Устин дочистил картошку, положил нож на пол и закурил. Не закурил — припал к цигарке и кашлял, утирая слезы скрюченными пальцами, и счастливо улыбался — то цигарке, то картошке в чугунке, то пламени в печи. Это была первая его цигарка сегодня, такая желанная, такая крепкая, что от первой же затяжки он вроде бы захмелел. А тут еще рассвет выдался ясный, прозрачный, не утро, а точно веселый такой мальчонка. На дворе повсюду лежала роса: на пожухлой осенней траве, под стрехой в хлеву на паутине, что пауки с вечера наткали, на капусте в огороде… А левада вся была сизая.

Устин любил погожие рассветы.
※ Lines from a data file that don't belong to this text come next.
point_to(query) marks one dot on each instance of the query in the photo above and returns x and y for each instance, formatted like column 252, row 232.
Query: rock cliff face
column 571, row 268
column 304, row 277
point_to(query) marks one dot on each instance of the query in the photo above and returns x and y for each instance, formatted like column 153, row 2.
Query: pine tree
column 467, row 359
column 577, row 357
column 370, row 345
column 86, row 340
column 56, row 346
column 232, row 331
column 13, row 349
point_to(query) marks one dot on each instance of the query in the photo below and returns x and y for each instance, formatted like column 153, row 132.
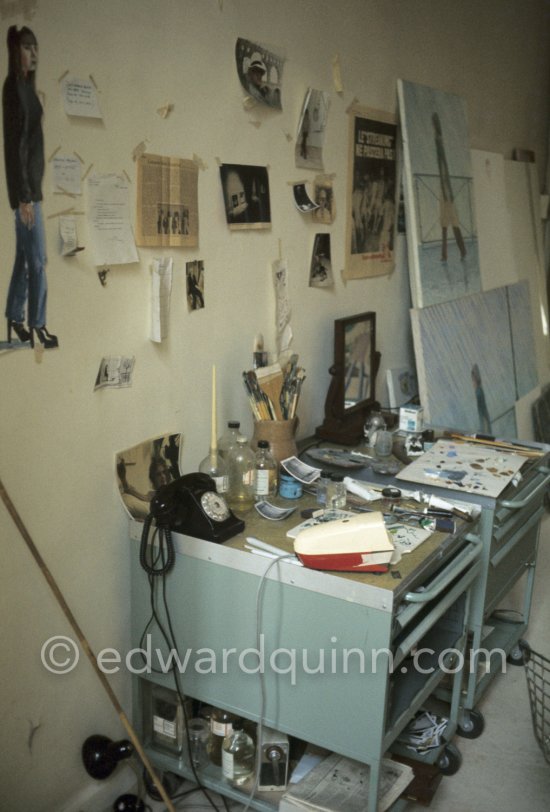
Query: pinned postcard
column 115, row 371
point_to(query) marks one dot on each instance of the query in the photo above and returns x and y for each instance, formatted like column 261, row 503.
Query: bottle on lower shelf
column 238, row 755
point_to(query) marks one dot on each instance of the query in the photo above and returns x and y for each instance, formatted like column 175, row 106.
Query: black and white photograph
column 194, row 277
column 246, row 196
column 320, row 274
column 260, row 73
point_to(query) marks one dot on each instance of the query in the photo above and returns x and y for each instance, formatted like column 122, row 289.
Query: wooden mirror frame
column 341, row 424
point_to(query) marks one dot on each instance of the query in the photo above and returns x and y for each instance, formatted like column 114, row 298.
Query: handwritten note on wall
column 80, row 98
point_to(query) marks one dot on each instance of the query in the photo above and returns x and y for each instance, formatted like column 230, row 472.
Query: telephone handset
column 190, row 506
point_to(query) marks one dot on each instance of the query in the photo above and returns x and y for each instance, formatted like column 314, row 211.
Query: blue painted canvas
column 475, row 358
column 439, row 199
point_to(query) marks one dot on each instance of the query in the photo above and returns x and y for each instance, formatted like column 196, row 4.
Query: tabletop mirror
column 351, row 393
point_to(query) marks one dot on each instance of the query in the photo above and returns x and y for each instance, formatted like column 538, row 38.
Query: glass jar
column 221, row 725
column 241, row 465
column 238, row 755
column 265, row 472
column 322, row 484
column 336, row 492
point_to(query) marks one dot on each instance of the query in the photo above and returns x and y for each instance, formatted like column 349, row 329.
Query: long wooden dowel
column 84, row 643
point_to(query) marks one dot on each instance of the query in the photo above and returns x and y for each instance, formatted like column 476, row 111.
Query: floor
column 504, row 768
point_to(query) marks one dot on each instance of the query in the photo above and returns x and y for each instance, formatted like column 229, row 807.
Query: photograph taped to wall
column 246, row 196
column 439, row 199
column 302, row 198
column 167, row 202
column 142, row 469
column 323, row 194
column 311, row 130
column 194, row 274
column 260, row 72
column 320, row 275
column 372, row 173
column 475, row 358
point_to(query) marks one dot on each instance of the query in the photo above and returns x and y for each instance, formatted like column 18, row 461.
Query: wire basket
column 537, row 670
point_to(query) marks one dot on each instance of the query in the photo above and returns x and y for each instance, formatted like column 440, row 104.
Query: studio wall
column 59, row 436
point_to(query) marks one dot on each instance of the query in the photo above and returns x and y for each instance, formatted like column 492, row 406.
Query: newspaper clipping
column 167, row 206
column 371, row 194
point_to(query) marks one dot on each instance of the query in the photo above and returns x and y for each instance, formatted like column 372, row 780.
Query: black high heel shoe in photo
column 47, row 340
column 19, row 329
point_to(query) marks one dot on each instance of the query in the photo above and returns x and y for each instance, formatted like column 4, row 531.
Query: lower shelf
column 211, row 778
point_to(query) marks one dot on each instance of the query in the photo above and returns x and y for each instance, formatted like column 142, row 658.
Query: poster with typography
column 372, row 174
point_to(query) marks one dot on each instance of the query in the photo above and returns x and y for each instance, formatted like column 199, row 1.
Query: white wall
column 58, row 436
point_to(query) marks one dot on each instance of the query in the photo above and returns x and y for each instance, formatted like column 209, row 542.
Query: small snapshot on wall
column 311, row 130
column 302, row 199
column 320, row 275
column 246, row 196
column 260, row 73
column 371, row 194
column 323, row 194
column 115, row 372
column 194, row 274
column 167, row 202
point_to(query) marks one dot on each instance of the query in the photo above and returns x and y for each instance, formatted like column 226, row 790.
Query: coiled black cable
column 166, row 547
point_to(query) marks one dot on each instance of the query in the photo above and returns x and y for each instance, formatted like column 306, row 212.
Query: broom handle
column 84, row 643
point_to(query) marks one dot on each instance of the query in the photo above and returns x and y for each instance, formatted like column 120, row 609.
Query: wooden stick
column 84, row 643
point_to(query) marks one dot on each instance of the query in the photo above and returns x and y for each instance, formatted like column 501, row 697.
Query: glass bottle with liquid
column 221, row 726
column 238, row 755
column 241, row 465
column 265, row 472
column 229, row 438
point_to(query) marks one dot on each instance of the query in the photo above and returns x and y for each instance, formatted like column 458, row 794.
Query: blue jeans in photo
column 28, row 285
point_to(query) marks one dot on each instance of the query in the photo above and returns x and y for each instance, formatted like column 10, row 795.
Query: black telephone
column 192, row 506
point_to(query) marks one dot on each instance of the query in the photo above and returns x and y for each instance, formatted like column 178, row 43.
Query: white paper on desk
column 67, row 172
column 339, row 783
column 111, row 237
column 80, row 98
column 161, row 288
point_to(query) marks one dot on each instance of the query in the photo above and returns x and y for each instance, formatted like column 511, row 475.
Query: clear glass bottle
column 216, row 467
column 241, row 463
column 336, row 492
column 238, row 755
column 265, row 472
column 229, row 438
column 221, row 725
column 322, row 484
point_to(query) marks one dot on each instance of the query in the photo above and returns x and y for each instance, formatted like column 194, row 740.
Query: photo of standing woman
column 24, row 161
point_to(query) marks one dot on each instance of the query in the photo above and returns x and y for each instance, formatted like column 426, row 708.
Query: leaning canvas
column 439, row 199
column 475, row 358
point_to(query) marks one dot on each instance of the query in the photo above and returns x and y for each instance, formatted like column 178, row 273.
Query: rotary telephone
column 190, row 506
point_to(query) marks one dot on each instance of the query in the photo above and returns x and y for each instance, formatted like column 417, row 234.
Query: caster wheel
column 450, row 760
column 515, row 657
column 472, row 726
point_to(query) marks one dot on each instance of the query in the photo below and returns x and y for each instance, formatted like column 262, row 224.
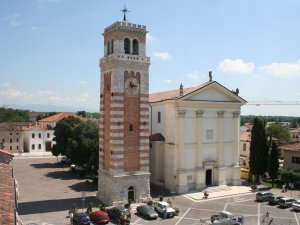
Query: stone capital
column 220, row 114
column 199, row 113
column 181, row 113
column 236, row 114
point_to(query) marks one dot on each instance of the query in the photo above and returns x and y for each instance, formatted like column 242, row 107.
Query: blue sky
column 50, row 49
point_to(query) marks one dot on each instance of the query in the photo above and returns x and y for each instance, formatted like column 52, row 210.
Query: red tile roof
column 59, row 116
column 174, row 94
column 7, row 195
column 294, row 147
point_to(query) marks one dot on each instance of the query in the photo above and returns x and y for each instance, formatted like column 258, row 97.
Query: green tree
column 63, row 133
column 85, row 144
column 273, row 163
column 259, row 149
column 279, row 132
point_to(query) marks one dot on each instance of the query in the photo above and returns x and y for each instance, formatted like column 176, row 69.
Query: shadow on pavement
column 85, row 185
column 46, row 206
column 46, row 165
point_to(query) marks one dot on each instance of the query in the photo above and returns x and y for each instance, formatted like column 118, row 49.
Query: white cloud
column 282, row 70
column 168, row 81
column 162, row 55
column 236, row 66
column 194, row 75
column 13, row 20
column 149, row 37
column 82, row 82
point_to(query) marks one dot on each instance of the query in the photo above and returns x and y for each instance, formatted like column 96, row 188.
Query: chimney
column 210, row 75
column 181, row 90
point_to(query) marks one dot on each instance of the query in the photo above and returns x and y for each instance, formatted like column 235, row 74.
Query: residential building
column 195, row 137
column 291, row 156
column 11, row 136
column 38, row 138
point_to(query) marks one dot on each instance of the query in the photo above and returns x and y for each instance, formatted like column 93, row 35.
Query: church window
column 135, row 47
column 158, row 117
column 127, row 46
column 244, row 147
column 112, row 46
column 209, row 134
column 108, row 47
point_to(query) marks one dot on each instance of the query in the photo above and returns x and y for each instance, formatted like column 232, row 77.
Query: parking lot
column 48, row 191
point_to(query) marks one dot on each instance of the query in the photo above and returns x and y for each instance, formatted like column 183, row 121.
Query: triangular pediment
column 213, row 92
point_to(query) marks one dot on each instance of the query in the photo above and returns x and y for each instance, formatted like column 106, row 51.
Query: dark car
column 81, row 219
column 147, row 212
column 263, row 196
column 116, row 213
column 273, row 200
column 99, row 217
И часто про эту свою любовь говорил: «Мне, ежели рассвет ясный, так жизнь будто сызнова начинается! Будто я еще такой вот! — и показывал ладонью, какой он ростом от земли паренек. — Да еще как приснится что-нибудь хорошее, а не дурное, тогда мне рай земной…»

А стекла нежно румянились, и в хате словно потеплело — вот-вот взойдет солнце над степью.

Оляна, постанывая, добралась до лавки, села и руки в подол сложила. Долго сидела так, блуждая взглядом по хате. Узко прищуренные глаза ее, казалось, не видели, а сама она лишь прислушивалась к тому, что делается в ее, Оляиином, теле: в груди, в пояснице, в ногах, в животе… Оляна любила и умела слушать свое тело. Но сегодня оно молчало. Нигде ничто не крутило, не кололо, и кровь в жилах не «бухкала», как это часто Оляне чудилось.

— О, уже давится, давится той цигарякой, — скривив рот, посмотрела на Устина, который снова надсадно закашлял…

Этими словами она каждый день начинала ссору. Устин только улыбался и молчал. Он был счастлив и не хотел разлучаться со своим счастьем вот так, с утра. Потому и молчал. Но чаще выходил из хаты и кашлял во дворе, и смотрел сквозь слезы на солнце, на росы, близкие и далекие, и улыбался всему, что видел.

— Когда-то люди вставали рано богу молиться, а ты ругаться, — сказал Устин и опять закашлял.

Но Оляна уже не слушала его, смотрела в окно. Во дворе на колышке висел закопченный горшок. Все вроде бы, как и вчера было, и вдруг горшок.

— Кто это повесил нам горшок на кол? — спросила Оляна.

Устин поднялся со скамеечки — штаны под коленками гармошкой, суставы хрусь, хрусь, словно два сухих сучка отломились — тоже взглянул в окно.

— Да, видно ж, кто-то принес и повесил, раз висит, — шевельнул бровями-козыречками.

Оляна прищуренными глазами уставилась на него, уголки рта презрительно дрогнули.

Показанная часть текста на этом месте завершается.